Tra il 2010 e il 2011 Andrea Caretto e Raffaella Spagna hanno esplorato il corso del Rodano tra Lione e Valence, analizzando le conseguenze morfologiche della canalizzazione del fiume. Il cambiamento del paesaggio non coinvolge solo il tracciato delle acque, ma ogni singolo elemento che contribuisce a comporlo: la corrente leviga e arrotonda, come i sassi, anche i frammenti di materiali sintetici che porta con sé, prestando loro la grana, il colore, la forma di ciottoli e contribuendo a costituire un greto del fiume dalla naturalità fittizia, riproposta in mostra nell’assemblaggio Être galet.

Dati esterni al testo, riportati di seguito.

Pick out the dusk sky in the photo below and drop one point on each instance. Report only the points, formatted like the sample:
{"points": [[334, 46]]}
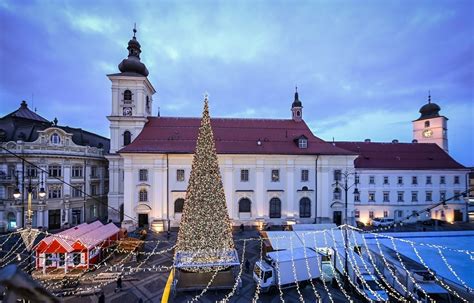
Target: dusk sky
{"points": [[363, 68]]}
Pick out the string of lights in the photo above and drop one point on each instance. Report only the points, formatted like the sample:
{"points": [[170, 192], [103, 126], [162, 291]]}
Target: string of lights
{"points": [[294, 271], [308, 270], [390, 290], [257, 288], [355, 268], [196, 298], [238, 279], [410, 276], [335, 274], [277, 268], [446, 286], [387, 265], [393, 291]]}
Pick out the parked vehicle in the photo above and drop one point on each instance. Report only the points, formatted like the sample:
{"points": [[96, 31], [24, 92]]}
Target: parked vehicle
{"points": [[364, 278], [285, 268], [425, 282], [382, 222]]}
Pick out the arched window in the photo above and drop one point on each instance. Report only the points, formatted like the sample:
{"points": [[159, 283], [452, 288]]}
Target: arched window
{"points": [[337, 194], [244, 205], [143, 195], [55, 139], [275, 208], [305, 208], [127, 138], [127, 95], [178, 205]]}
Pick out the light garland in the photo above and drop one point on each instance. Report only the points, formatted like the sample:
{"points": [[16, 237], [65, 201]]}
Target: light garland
{"points": [[196, 298], [277, 268], [316, 294], [447, 287], [393, 291], [238, 280], [321, 270], [469, 289], [294, 270], [410, 276], [335, 274], [390, 290], [257, 288], [355, 268]]}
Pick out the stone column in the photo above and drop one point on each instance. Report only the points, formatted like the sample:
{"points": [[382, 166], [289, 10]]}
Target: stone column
{"points": [[290, 187], [260, 208], [229, 188]]}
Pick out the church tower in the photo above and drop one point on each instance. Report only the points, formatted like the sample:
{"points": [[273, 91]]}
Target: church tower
{"points": [[131, 105], [430, 127], [297, 108]]}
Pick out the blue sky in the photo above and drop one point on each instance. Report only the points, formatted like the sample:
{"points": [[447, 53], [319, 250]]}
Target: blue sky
{"points": [[363, 68]]}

Già nel 1971 Robert Smithson, durante un sopralluogo all’arcipelago corallino di Florida Keys, aveva dedicato la serie fotografica Overgrown Structure a un giardino interamente coperto da reti protettive, che col tempo si erano intrecciate ai rami degli alberi formando una nuova entità in cui si univano il rigoglio tropicale degli elementi botanici e l’entropia del progressivo smagliarsi del manufatto industriale.
Il tema dell’antropizzazione dell’ambiente naturale si incrocia in mostra con quello del dialogo interspecie, interpretato con toni e su scale diversi.

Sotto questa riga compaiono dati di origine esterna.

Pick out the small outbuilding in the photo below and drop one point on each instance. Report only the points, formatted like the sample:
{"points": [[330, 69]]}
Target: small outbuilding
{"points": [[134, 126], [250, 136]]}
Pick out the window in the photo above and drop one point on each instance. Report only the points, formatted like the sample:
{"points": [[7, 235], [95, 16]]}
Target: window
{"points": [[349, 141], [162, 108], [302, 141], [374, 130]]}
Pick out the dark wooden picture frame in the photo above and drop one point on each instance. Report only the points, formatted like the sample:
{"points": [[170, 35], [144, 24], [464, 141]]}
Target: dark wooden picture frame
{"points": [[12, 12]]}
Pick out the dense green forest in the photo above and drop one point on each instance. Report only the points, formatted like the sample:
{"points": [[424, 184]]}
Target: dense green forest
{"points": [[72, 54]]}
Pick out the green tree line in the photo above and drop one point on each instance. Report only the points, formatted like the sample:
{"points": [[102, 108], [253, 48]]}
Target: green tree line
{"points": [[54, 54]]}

Michel Blazy, che nel 2007 usò gli spazi del Palais de Tokyo come teatro per il proliferare e il corrompersi di opere costituite da materiali organici, tra le quali si aggiravano animali vivi, ha continuato da allora ad affidare a elementi non umani la realizzazione dei suoi lavori – nel caso de Le lâcher d’escargots alle lumache, che hanno deposto sulla superficie di un tappeto monocromo la trama segnica prodotta dalle tracce traslucide dei loro percorsi.

Hubert Duprat, Larva di tricottero con il suo astuccio, 1980-’94

Hubert Duprat opera come un orafo, fornendo a larve di tricotteri scaglie d’oro, minuscole perle, frammenti di turchese o zaffiro con cui gli insetti, sviluppandosi, producono astucci protettivi intarsiati di pietre preziose.

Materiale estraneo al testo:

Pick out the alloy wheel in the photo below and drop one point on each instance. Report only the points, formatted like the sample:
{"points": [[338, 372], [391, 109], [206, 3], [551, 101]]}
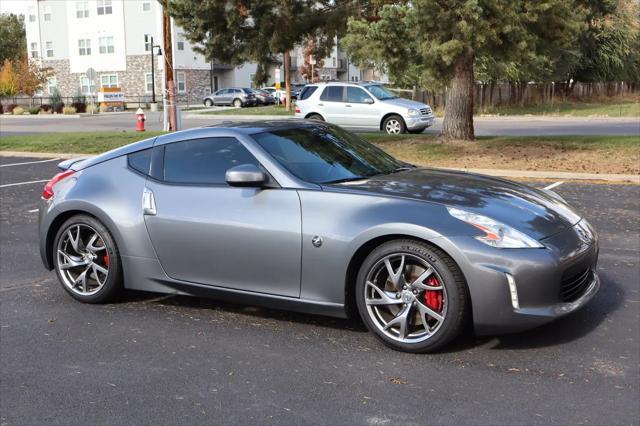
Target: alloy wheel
{"points": [[405, 298], [393, 126], [83, 259]]}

Se dalla fine degli anni sessanta Giuseppe Penone modifica la crescita degli alberi inscrivendovi l’impronta dei suoi gesti, all’inverso la giapponese Aki Inomata si rifà, per fondare la sua indagine sui limiti e sul senso della pratica della scultura (How to Carve a Sculpture), all’azione dei castori, replicando in scala umana le forme dei tronchi da loro intagliati.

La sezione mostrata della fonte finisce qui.